Here is a simple truth with which Canadians should acquaint themselves: Republicans are generally free traders; Democrats, not. Since two Republican presidents and one Conservative prime minister effected the Canada-U.S. free trade agreement in 1989, trade between our two countries has tripled. Bill Clinton's acceptance of NAFTA in 1993 remains a heresy to many in his party -- including his wife and her rival for the Democratic presidential nomination, Obama.

But trade is only one aspect of Obama's abysmal agenda. His misbegotten economic and foreign-policy prescriptions matter, too. He plans to raise taxes across the board -- doubling capital gains, increasing inheritance taxes to 55%, and hiking income taxes to such levels that Americans could see marginal rates at the 65-70% range of the bad old days. The American economy is already facing a recession; with Obama's help, a full-on depression is achievable. And as the American economy goes, so does that of Canada.

There is much talk about Obama as the agent of "hope" and "change," and his energy and youth have prompted comparisons to John F. Kennedy. But JFK understood the value of letting businesspeople do business, within and across borders. Kennedy's tax cuts were larger than those of any president since --including Ronald Reagan and George W. Bush -- resulting in higher tax receipts for years, and buoying the North American economy.

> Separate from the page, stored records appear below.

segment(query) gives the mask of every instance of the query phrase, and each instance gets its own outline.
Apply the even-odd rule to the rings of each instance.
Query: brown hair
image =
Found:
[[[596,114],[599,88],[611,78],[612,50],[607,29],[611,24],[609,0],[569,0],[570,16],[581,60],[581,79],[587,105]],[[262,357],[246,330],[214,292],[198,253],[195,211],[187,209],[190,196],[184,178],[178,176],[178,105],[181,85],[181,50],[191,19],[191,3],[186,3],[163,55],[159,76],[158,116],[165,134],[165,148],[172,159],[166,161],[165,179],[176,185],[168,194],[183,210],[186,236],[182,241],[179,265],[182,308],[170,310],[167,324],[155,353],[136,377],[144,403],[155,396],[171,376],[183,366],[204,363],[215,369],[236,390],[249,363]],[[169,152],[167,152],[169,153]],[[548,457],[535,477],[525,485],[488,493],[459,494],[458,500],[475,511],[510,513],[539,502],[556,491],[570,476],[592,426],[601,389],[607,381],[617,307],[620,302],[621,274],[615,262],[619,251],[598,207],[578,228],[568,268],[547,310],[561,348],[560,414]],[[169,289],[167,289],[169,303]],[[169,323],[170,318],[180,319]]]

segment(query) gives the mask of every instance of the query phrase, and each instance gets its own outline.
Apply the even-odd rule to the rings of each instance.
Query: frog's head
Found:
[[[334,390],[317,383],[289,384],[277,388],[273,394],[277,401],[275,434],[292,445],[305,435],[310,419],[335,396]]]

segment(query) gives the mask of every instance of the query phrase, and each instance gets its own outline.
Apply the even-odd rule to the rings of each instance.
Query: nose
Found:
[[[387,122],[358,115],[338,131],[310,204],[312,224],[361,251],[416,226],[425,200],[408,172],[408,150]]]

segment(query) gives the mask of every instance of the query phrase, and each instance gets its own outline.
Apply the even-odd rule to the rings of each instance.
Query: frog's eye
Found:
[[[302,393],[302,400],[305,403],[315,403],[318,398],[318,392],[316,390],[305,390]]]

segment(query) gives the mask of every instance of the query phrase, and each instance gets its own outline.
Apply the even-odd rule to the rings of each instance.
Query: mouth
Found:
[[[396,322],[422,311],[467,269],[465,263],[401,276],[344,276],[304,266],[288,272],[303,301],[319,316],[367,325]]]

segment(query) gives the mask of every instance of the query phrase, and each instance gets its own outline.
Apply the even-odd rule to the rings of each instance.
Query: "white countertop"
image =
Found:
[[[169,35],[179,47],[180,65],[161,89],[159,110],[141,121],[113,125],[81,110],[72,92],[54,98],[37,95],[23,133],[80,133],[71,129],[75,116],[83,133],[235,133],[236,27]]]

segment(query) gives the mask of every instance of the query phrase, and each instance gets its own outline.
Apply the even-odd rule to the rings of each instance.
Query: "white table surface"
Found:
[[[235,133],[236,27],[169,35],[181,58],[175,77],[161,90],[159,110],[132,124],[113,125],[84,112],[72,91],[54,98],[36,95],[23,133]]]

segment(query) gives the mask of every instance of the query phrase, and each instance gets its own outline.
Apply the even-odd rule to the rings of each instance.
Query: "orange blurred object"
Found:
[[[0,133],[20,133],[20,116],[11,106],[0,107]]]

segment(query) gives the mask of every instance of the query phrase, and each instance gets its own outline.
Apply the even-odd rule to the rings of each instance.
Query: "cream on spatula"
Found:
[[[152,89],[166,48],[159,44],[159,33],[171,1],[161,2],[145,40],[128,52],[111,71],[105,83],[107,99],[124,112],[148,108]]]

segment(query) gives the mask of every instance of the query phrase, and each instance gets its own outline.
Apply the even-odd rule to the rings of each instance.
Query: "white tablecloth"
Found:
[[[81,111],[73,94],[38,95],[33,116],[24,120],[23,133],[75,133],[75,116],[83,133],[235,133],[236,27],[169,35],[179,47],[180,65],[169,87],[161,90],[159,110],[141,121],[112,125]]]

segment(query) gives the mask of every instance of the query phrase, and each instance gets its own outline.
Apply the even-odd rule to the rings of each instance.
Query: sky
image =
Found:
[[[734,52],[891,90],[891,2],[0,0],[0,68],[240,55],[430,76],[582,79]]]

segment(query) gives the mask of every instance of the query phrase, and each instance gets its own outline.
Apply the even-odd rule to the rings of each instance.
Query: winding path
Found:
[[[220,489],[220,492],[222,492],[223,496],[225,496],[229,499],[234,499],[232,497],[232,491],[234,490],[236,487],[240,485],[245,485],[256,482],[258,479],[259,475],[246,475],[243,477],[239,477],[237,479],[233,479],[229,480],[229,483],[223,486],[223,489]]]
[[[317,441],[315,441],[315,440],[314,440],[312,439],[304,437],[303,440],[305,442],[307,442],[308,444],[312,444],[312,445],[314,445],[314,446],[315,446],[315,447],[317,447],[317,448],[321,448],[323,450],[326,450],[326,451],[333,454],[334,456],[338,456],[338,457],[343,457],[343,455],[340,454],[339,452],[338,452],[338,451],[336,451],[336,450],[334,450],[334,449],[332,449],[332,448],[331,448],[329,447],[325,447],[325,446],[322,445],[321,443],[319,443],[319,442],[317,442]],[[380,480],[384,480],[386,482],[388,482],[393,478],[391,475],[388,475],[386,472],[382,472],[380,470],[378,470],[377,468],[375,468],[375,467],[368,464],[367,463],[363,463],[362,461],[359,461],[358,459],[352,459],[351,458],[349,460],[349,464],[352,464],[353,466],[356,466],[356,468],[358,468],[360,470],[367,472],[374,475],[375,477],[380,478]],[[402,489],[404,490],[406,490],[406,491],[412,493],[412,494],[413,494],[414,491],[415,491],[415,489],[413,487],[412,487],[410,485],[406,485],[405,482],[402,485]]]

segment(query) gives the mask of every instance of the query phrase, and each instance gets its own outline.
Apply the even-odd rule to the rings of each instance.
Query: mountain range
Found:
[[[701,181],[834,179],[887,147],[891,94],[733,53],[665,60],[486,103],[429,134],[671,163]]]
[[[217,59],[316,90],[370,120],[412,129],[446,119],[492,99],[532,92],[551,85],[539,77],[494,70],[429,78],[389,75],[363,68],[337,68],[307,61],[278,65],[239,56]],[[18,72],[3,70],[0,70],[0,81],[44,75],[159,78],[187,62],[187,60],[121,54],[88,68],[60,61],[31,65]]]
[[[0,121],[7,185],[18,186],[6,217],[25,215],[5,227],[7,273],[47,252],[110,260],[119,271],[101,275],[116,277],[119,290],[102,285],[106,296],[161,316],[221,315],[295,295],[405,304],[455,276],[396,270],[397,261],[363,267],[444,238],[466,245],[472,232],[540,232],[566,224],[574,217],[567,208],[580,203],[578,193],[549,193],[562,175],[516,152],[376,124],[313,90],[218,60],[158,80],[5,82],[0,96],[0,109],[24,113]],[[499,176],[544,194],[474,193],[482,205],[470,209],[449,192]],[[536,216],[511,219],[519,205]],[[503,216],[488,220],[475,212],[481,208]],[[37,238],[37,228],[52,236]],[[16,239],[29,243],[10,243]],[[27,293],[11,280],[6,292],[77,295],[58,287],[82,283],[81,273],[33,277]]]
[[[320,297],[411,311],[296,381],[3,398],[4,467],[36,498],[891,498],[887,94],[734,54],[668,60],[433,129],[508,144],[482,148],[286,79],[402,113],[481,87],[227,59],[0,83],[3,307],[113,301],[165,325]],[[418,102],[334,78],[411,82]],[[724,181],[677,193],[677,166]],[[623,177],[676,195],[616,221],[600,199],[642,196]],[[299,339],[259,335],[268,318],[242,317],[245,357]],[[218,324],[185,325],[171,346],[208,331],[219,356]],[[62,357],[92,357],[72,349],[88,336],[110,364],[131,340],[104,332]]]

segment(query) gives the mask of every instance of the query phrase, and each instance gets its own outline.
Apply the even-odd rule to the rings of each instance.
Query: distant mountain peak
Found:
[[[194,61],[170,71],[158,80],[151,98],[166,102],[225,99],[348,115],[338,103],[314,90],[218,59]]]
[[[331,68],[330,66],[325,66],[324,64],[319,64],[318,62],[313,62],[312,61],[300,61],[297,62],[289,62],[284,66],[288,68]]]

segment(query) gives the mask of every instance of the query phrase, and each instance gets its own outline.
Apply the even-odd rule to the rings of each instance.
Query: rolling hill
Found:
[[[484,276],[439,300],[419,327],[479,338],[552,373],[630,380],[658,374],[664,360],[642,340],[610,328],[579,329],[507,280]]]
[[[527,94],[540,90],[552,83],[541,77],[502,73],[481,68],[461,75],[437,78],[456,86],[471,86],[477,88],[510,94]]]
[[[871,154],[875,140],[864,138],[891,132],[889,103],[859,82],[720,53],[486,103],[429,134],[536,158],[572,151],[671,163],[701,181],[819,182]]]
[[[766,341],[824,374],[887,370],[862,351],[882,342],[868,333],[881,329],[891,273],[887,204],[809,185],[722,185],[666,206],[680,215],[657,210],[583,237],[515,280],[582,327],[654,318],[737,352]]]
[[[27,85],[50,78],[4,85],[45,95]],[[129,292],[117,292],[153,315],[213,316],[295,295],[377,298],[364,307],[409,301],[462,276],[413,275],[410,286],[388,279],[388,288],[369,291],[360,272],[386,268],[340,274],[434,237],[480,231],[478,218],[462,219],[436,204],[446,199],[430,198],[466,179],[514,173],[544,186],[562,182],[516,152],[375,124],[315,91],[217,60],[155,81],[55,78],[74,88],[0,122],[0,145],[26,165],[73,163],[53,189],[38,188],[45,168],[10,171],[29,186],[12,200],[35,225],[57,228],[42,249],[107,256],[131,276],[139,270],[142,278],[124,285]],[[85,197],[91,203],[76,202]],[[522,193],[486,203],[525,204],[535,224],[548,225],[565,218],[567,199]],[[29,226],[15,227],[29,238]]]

From a broader perspective, consider Obama's threats to invade Pakistan, negotiate without condition with Cuba and Iran, and cut off exports from China. "Hope," indeed! One hopes Obama does not mean a word he is saying. He is Jimmy Carter without the foreign-policy acumen.

We have all dodged a bullet with the collapse of Hillary Clinton's 2008 presidential campaign (but expect to see her screeching back in 2012, like Glenn Close coming out of that bathtub). The big-government, high-tax protectionist notions that animate Hillary's political philosophy, however, are still part of this presidential contest, and they are embodied by Obama. This is not good news for Canadians, however compelling they may find Obama to be.

For various ideological reasons, Canadians most often identify with the Democratic candidates in American presidential contests. As Barack Obama prepares to hobble America's economy, close its borders to trade and legitimize our shared enemies, Canadians ought to reconsider their outlook.